Challenges in Adopting Precision Agriculture:

  • Although the precision agriculture has tremendous potential and range of benefits, it has a set of practical challenges as well, especially for the Indian agricultural-system, which include the following:
  • The information technology infrastructure systems and service facilities oriented to agricultural sector (which are locally accessible, cost-effective and user-friendly) are inadequate, unlike their availability and easy-accessibility to the industrial and service sectors.
  • The agriculture in India primarily consists of small and marginal land holdings (i.e., over 80 percent agricultural farms are with an average 1 hectare or 2.5 acres). Most of these small/marginal farmers are not fully-aware of the benefits of PA and they may comparatively take more time to adopt the PA-technologies, given the reality of lower literacy rates among them. Most of the Indian farmers are not familiar in using of technology-based agricultural systems and app-based decision-making-systems in farm management practices.

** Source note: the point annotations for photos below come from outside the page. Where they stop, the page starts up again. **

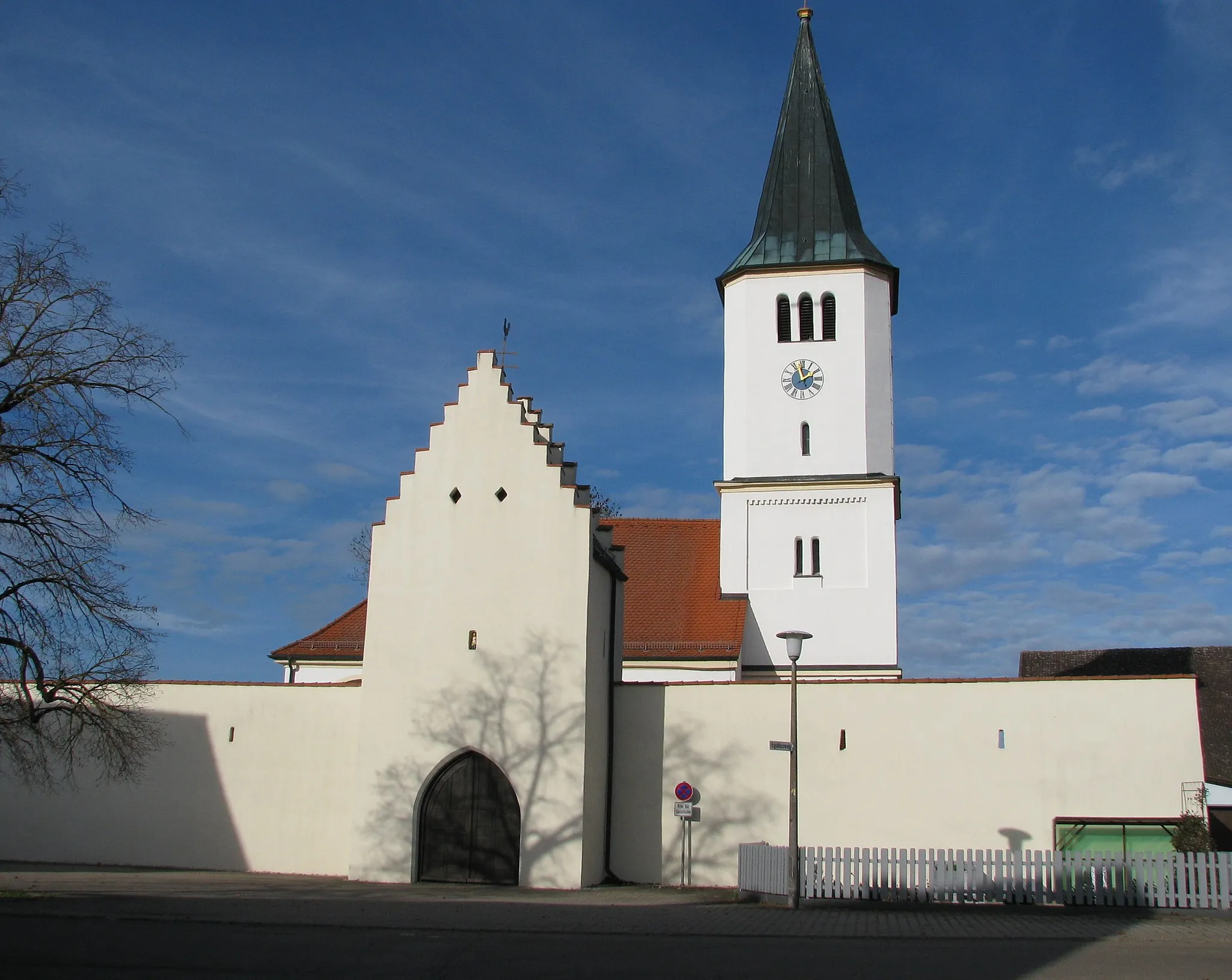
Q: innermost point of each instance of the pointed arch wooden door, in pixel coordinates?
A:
(470, 825)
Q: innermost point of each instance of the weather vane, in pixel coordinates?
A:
(504, 347)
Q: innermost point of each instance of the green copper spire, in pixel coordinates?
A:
(807, 215)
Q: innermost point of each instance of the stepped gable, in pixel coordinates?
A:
(340, 639)
(1210, 665)
(532, 418)
(672, 605)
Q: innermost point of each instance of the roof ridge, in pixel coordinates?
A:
(322, 629)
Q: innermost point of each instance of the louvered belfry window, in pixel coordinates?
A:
(828, 325)
(806, 317)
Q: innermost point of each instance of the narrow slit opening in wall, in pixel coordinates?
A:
(806, 317)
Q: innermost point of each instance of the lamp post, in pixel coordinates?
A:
(795, 641)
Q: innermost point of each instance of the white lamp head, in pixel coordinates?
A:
(795, 641)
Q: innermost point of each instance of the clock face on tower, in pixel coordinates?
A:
(801, 380)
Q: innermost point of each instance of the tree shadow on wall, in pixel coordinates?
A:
(519, 714)
(727, 815)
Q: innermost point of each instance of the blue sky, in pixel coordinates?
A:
(330, 208)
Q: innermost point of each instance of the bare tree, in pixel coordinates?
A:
(362, 550)
(603, 505)
(74, 646)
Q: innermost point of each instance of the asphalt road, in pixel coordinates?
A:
(191, 925)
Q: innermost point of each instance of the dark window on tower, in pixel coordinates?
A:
(806, 317)
(828, 327)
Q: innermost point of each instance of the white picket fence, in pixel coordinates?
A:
(1167, 881)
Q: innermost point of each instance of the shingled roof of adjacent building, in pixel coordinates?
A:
(672, 606)
(342, 639)
(807, 215)
(1212, 665)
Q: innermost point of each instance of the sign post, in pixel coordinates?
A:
(684, 809)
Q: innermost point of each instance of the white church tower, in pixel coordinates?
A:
(808, 497)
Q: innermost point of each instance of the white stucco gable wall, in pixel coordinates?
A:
(519, 572)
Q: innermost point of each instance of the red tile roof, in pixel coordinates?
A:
(672, 606)
(340, 639)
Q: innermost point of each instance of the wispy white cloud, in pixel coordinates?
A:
(1112, 167)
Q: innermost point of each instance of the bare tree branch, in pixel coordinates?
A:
(74, 646)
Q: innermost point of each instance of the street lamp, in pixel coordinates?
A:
(795, 640)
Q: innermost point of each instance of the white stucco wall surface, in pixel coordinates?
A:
(274, 799)
(922, 765)
(851, 419)
(518, 570)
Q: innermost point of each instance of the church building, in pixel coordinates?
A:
(528, 680)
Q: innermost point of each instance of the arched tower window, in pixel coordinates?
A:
(806, 317)
(828, 327)
(784, 309)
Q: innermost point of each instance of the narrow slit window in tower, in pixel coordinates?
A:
(784, 310)
(828, 327)
(806, 317)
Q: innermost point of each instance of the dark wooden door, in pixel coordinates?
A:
(470, 825)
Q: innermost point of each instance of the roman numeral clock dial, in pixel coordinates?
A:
(801, 380)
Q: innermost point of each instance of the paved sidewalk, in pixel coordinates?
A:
(639, 910)
(91, 922)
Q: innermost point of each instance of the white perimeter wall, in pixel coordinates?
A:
(922, 767)
(275, 799)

  • Socio-economic factors in villages, where Indian farmers are generally acquainted with their traditional systems of agricultural-practices, who are generally reluctant to try something new like PA/tech-driven-agriculture.

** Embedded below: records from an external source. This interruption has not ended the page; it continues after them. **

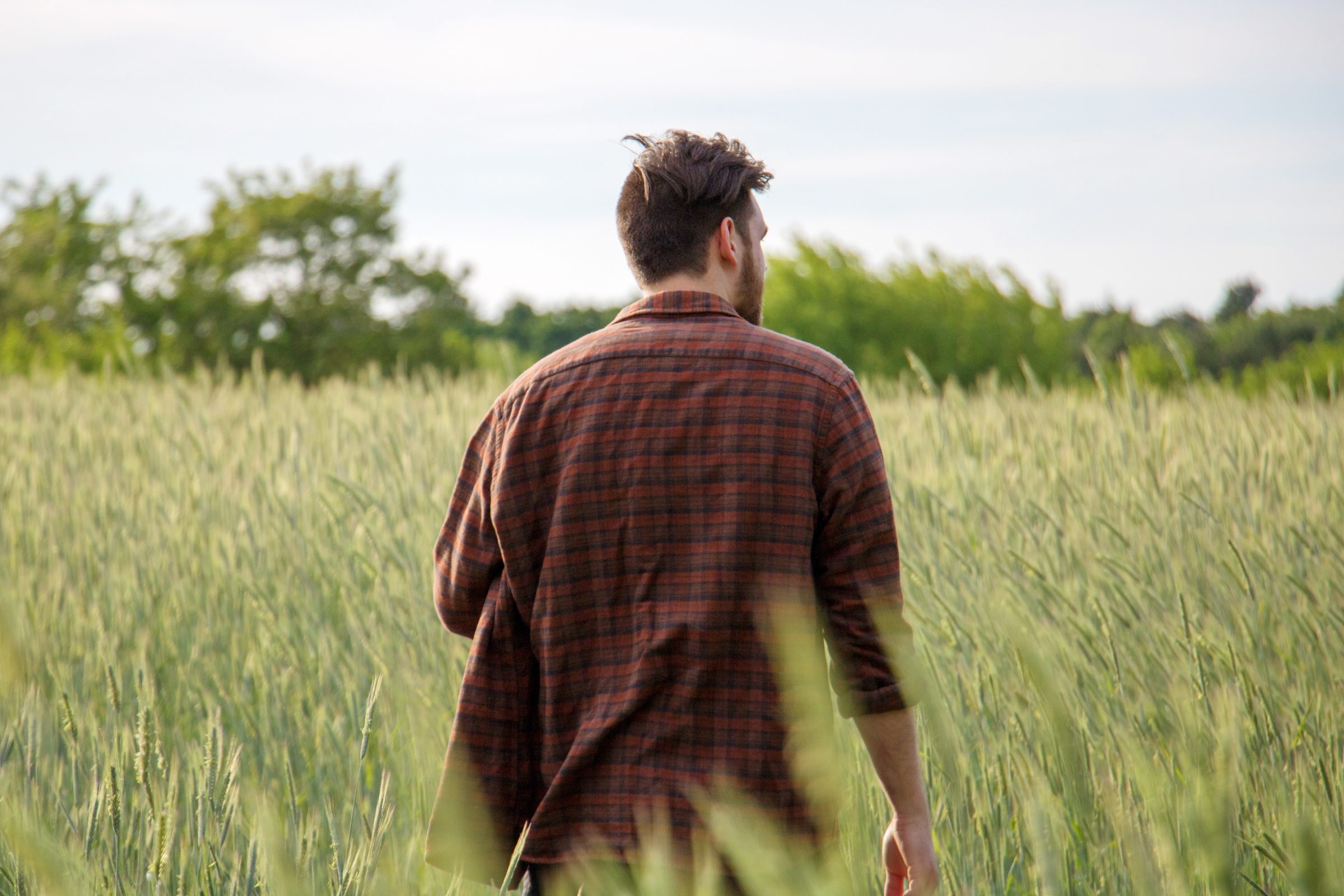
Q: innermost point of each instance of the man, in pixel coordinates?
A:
(623, 514)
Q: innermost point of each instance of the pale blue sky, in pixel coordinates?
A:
(1147, 152)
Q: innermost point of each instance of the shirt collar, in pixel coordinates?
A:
(678, 301)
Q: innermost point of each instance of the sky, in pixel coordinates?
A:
(1139, 153)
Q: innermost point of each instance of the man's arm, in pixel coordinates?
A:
(467, 553)
(908, 843)
(857, 568)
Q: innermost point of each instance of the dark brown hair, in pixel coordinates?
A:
(680, 189)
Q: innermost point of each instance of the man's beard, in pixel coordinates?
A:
(750, 289)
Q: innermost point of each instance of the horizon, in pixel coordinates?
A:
(1144, 155)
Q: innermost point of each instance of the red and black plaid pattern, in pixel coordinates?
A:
(622, 514)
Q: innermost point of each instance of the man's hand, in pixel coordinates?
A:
(908, 856)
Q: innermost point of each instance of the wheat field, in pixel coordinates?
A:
(221, 671)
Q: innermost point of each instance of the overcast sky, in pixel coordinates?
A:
(1131, 151)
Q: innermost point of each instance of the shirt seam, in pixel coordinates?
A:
(778, 362)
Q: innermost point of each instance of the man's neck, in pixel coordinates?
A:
(690, 284)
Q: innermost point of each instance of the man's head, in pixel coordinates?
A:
(689, 218)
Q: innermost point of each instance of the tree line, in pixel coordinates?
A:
(303, 274)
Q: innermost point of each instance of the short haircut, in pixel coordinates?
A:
(679, 190)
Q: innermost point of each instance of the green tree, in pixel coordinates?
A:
(306, 272)
(956, 316)
(62, 270)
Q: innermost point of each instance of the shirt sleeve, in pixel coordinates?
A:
(467, 554)
(855, 559)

  • The banking and financial institutional systems have preferential bias in financing/funding the industrial/service sector, when compared to lending to the agricultural sector, owing to its uncertainty (as agricultural system’s dependence on rain/natural water resources, natural calamities like drought/floods, etc.).
  • There is a need of a paradigm-shift in the mind-set of all the stakeholders (including government, farmers, private players), who supply the agri-inputs, agricultural marketing systems, agri-product traders, banks and financial institutions, consumers, etc.

Way forward:

  • The precision agriculture is not only the need of the hour but also has the tremendous potential in increasing agricultural farm-incomes, facilitating empowerment of farming community and creating large scale impact in rural India.
  • The initiatives taken by Government of India are playing significant roles in fostering agriculture development and strengthening the rural India. The policy support, adequate-timely financing and active involvement of major stakeholders in PA/IoT-based solutions will certainly enhance the desired benefits that can percolate down to the every-farmer/last-citizen in the rural India.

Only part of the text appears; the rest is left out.